Escaping The Obsessive Billionaire's Cage
For three years, I was imprisoned by Anderson Hopper, the monster who forced me to watch my fiancé, Kendall, plummet into a freezing river.
But when I saw the morning news, I realized Kendall wasn't dead. He had returned as Eben Gill, a ruthless tech billionaire.
I risked my life to escape and find him, only to be met with eyes full of absolute hatred.
He publicly humiliated me, dragged me to the exact bridge where he "died," and sneered at the C-section scar on my stomach.
"Anderson Hopper's bastard," he spat, completely unaware that the baby was actually his—the very child Anderson had murdered in the operating room to break me.

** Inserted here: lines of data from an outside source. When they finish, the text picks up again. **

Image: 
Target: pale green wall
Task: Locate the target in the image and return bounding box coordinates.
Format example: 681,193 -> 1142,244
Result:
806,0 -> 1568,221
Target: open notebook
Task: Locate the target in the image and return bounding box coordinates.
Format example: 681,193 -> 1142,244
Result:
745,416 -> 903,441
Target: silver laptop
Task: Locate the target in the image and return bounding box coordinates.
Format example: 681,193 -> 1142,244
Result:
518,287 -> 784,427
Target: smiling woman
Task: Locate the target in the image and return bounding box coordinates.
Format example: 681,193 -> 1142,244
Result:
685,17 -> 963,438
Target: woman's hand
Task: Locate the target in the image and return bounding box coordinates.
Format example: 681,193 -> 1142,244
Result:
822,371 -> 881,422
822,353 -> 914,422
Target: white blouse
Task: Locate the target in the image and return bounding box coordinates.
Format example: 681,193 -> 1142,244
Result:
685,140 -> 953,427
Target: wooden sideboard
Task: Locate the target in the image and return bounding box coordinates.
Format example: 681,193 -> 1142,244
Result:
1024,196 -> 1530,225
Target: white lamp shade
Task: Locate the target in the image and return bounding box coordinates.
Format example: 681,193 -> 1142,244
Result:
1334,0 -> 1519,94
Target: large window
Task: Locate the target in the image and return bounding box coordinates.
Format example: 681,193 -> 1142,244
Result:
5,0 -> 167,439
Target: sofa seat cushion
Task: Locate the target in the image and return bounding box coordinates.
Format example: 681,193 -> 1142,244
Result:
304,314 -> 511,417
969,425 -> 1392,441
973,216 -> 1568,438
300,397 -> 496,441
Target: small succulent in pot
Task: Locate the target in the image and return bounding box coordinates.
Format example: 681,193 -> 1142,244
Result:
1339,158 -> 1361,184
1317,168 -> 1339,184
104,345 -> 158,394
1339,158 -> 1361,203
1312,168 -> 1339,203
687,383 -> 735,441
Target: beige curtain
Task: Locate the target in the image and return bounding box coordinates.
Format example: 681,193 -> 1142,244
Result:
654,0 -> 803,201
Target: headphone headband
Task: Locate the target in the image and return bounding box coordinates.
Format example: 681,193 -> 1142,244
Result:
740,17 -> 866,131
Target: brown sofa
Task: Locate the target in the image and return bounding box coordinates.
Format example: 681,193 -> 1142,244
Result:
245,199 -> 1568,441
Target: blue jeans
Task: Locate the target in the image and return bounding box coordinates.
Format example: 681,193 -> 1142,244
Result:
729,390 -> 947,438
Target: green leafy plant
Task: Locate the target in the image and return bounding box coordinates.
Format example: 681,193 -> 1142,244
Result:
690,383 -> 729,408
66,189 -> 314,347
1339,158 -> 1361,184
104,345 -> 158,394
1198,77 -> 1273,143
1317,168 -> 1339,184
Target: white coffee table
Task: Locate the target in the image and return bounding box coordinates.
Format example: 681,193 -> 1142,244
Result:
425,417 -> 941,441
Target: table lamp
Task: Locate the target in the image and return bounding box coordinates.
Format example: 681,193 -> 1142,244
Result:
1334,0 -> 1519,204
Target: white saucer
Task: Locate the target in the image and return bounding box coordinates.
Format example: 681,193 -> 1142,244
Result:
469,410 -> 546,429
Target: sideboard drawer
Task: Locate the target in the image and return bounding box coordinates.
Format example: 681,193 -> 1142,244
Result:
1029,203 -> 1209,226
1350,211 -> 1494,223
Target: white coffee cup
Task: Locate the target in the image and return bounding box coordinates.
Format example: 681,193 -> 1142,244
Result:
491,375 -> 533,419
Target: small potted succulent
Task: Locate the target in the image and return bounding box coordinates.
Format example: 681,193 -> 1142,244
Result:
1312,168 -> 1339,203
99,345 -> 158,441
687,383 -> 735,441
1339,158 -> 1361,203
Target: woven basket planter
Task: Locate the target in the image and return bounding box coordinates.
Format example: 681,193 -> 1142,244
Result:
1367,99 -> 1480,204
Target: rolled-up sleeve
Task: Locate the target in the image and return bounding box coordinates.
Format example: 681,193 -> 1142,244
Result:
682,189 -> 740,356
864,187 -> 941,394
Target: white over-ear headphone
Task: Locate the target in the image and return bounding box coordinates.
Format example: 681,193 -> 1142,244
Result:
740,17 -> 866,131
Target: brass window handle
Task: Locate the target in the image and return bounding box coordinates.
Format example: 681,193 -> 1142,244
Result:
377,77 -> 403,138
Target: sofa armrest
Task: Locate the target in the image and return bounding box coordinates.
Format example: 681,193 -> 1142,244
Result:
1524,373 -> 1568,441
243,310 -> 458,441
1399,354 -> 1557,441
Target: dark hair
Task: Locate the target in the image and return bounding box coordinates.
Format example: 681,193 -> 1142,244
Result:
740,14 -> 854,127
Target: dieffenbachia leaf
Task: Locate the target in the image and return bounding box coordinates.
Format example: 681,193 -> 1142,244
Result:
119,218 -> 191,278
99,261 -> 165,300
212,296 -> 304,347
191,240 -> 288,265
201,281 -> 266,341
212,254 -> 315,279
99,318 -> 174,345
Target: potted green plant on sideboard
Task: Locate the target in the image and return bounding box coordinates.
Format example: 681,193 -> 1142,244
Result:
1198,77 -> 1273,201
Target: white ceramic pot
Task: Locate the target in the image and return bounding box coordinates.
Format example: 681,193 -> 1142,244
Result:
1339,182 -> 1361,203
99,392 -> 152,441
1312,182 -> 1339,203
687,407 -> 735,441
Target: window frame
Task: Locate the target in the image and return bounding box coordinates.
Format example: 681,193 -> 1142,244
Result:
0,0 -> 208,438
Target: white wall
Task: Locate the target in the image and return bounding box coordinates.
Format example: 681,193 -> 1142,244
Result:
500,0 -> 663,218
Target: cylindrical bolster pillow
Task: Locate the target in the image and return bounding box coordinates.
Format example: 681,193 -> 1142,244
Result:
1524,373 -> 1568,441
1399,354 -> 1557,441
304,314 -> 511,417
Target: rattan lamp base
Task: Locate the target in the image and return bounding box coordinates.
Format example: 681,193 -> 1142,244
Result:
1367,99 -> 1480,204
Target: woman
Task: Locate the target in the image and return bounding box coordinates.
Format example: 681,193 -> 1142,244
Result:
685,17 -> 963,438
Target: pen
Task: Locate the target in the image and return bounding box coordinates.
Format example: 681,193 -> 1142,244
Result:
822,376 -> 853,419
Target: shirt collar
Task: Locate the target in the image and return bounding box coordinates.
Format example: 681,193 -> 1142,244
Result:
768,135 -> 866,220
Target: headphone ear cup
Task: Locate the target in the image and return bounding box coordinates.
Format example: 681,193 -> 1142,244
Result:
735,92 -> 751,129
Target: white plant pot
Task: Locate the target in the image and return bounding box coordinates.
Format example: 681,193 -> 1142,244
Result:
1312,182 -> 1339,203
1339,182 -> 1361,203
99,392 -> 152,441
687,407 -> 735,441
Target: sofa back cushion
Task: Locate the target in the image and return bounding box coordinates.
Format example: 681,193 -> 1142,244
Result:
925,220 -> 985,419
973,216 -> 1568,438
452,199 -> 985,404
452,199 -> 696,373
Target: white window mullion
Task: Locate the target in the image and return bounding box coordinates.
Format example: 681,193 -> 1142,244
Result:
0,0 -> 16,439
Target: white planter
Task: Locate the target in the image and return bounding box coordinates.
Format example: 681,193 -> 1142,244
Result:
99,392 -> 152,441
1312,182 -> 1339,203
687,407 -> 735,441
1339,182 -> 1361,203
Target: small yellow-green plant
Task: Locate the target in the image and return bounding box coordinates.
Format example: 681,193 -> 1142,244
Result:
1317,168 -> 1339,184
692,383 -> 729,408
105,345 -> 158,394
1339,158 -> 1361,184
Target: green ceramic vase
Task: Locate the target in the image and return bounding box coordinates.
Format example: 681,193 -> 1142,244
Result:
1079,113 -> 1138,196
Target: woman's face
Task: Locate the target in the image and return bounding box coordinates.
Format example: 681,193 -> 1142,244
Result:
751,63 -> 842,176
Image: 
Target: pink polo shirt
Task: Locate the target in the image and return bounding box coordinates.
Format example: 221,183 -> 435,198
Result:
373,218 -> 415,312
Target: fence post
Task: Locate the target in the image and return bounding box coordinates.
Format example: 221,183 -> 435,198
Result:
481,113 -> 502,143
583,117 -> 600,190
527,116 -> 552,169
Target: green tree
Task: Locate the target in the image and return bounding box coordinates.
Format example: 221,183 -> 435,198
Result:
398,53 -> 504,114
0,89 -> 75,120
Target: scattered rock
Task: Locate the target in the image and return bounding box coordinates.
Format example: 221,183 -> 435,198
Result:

To make matters worse, Anderson used Kendall's dying mother as a hostage to force me back into my cage.
I knelt on the freezing asphalt, begging the man I loved to just visit his mother, while he coldly ordered his driver to run me over.
I had lost my baby, my freedom, and my dignity, all to protect him from Anderson's blackmail. Why was I the one being tortured and treated like a traitor?
"Don't think your little kneeling stunt earned you my forgiveness."
He whispered those cruel words before walking away without looking back.
Staring at his cold, retreating figure, the last shred of my love finally turned to ash.
That night, under the cover of a torrential storm, I bypassed the estate's laser grids and walked out into the dark.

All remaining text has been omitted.